Data format for the output file.

  "mu-law8"   - 8-bit mu-law data
  "A-law8"    - 8-bit A-law data
  "unsigned8" - offset-binary 8-bit integer data
  "integer8"  - two's-complement 8-bit integer data
  "integer16" - two's-complement 16-bit integer data
  "float32"   - 32-bit IEEE floating-point data
  "text"      - text data

The data formats available depend on the output file type. AFsp (Sun) audio files:

  mu-law, A-law, 8-bit integer, 16-bit integer, float

RIFF WAVE files:

  mu-law, A-law, offset-binary 8-bit integer, 16-bit integer

AIFF-C audio files:

  mu-law, A-law, 8-bit integer, 16-bit integer

Headerless files:

  all data formats

-F FTYPE, --file_type=FTYPE

File type, default "AFsp".

  "AFsp", "Sun" or "sun" - AFsp (Sun) audio file
  "WAVE" or "wave"       - RIFF WAVE file
  "AIFF-C"               - AIFF-C audio file
  "raw" or "raw_native"  - Headerless file (native byte order)
  "raw_swap"             - Headerless file (byte swapped)
  "raw_big-endian"       - Headerless file (big-endian byte order)
  "raw_little-endian"    - Headerless file (little-endian byte order)

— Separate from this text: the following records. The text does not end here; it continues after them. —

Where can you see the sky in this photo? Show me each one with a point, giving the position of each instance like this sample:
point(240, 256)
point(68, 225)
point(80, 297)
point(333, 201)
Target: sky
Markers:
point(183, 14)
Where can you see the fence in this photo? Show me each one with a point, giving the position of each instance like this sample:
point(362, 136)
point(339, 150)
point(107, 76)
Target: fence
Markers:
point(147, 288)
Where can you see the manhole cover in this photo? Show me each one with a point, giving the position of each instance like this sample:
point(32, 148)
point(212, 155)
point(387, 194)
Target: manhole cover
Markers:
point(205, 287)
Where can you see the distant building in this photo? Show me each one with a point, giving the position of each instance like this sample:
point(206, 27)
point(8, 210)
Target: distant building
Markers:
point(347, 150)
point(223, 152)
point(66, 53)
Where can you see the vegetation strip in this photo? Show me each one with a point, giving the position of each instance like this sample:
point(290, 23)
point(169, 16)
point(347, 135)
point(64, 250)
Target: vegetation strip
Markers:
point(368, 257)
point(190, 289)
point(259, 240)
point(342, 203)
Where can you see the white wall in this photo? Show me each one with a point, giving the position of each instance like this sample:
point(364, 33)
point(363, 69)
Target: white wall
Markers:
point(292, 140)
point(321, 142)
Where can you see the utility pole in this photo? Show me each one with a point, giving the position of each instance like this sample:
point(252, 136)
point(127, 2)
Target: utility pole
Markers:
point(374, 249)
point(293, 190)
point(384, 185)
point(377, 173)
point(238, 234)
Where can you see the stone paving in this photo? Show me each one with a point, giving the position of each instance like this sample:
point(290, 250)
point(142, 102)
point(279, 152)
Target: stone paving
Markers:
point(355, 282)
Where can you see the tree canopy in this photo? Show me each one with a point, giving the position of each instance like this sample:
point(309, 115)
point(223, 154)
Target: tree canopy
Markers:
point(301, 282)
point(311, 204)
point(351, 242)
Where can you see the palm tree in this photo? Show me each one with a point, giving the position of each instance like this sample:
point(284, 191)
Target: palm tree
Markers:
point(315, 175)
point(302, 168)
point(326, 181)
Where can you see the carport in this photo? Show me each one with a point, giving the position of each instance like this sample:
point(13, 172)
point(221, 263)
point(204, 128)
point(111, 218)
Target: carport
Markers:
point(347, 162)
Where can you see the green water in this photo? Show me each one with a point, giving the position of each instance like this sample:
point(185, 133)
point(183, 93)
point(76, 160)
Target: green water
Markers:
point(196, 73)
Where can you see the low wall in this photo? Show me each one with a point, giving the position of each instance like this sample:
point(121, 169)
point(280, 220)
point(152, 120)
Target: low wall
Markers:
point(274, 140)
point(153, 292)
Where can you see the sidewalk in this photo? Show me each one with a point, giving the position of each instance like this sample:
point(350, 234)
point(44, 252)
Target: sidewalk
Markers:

-P PARMS, --parameters=PARMS

Parameters to be used for headerless input files. See the description of the environment variable RAWAUDIOFILE below for the format of the parameter specification.

-I INFO, --info=INFO

Header information string.

-h, --help

Print a list of options and exit.

-v, --version

Print the version number and exit.

For AFsp output files, the audio file header contains an information string.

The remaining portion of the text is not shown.